In an ideal battery, there is no energy loss inside the battery during operation, and in the steady state just as much charge flows into the battery as flows out of the battery, and just as much current flows into the battery as flows out of the battery, so the average work done per unit charge inside the battery by both the electrostatic force per unit charge $\vec{E}$ and the chemical (or more generally the source) force per unit charge $\vec{f}_s$ is zero.
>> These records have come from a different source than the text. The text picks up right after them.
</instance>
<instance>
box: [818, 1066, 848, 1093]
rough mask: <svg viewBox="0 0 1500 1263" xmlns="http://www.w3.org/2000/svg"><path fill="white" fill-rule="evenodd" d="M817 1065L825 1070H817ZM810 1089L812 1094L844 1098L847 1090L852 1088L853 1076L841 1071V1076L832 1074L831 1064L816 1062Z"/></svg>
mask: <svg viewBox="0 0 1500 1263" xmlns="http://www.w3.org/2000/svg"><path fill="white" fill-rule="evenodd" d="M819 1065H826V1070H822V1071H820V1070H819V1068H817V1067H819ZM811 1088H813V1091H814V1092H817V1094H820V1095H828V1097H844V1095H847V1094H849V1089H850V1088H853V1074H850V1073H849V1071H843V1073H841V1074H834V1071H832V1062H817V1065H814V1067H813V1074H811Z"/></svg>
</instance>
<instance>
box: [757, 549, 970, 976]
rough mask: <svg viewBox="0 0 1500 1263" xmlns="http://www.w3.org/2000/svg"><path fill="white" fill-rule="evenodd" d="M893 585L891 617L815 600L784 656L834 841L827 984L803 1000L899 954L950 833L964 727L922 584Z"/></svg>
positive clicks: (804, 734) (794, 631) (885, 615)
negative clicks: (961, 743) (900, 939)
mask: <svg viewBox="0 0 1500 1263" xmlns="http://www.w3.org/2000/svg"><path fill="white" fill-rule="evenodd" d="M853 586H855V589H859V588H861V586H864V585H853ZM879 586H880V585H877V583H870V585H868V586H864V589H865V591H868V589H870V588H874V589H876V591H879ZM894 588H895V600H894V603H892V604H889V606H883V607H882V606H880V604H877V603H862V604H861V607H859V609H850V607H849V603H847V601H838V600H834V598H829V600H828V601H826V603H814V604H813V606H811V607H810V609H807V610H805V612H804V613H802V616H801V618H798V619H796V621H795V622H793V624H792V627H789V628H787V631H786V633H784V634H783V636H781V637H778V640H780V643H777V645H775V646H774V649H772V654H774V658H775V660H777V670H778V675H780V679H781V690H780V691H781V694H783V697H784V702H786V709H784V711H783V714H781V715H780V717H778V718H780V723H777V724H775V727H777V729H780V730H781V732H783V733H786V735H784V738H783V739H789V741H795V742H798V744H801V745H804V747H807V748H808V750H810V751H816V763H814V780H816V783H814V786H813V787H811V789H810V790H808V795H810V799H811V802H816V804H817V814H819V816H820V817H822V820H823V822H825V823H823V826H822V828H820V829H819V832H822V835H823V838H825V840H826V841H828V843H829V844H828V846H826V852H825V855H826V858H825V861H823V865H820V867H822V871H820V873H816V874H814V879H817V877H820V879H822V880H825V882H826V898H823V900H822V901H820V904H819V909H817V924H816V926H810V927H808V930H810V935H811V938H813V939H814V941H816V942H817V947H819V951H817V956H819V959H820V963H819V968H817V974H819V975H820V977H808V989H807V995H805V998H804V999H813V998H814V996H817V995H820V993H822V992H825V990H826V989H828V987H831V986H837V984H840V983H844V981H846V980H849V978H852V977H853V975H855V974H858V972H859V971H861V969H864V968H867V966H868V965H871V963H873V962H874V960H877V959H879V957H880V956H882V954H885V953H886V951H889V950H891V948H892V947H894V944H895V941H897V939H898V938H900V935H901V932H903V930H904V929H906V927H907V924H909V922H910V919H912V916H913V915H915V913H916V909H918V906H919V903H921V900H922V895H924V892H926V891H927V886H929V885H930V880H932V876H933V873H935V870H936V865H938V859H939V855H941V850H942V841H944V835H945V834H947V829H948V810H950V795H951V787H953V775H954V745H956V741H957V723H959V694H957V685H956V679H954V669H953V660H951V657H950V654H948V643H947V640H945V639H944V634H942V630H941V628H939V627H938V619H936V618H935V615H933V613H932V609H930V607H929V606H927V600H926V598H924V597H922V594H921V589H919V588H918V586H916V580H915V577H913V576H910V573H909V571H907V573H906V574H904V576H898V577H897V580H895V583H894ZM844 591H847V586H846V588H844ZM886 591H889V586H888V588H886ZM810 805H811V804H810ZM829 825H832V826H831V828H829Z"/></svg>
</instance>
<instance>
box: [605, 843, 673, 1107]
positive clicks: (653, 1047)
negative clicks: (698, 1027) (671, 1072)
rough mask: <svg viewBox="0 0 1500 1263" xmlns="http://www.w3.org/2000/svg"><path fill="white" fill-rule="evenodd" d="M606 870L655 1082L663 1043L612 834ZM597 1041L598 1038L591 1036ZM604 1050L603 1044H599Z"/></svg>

So if the battery has terminals at a and b then:
$$0=\int_a^b\left(\vec{f}_s+\vec{E}\right)\cdot d\vec{\ell}.$$
Therefore we get
\begin{align}V &=-\int_a^b \vec{E} \cdot d\vec{\ell}\\ &=\int_a^b \vec{f}_s \cdot d\vec{\ell}\\ &=\oint \vec{f}_s \cdot d\vec{\ell}\\ &=\mathscr E_{battery}.
\end{align}
The first equality is by an electrostatic definition.  The second equality is from our previous equation about the steady state.  The third is because the battery only exerts a force per unit charge inside the battery.  The last is by general definition of the EMF generated by the battery when $\vec{f}_s$ is the force per unit charge exerted by the battery.
A: Engineer's (practical) answer: They are the same thing by different names.
EMF and voltage are interchangeable terms as applied to sources.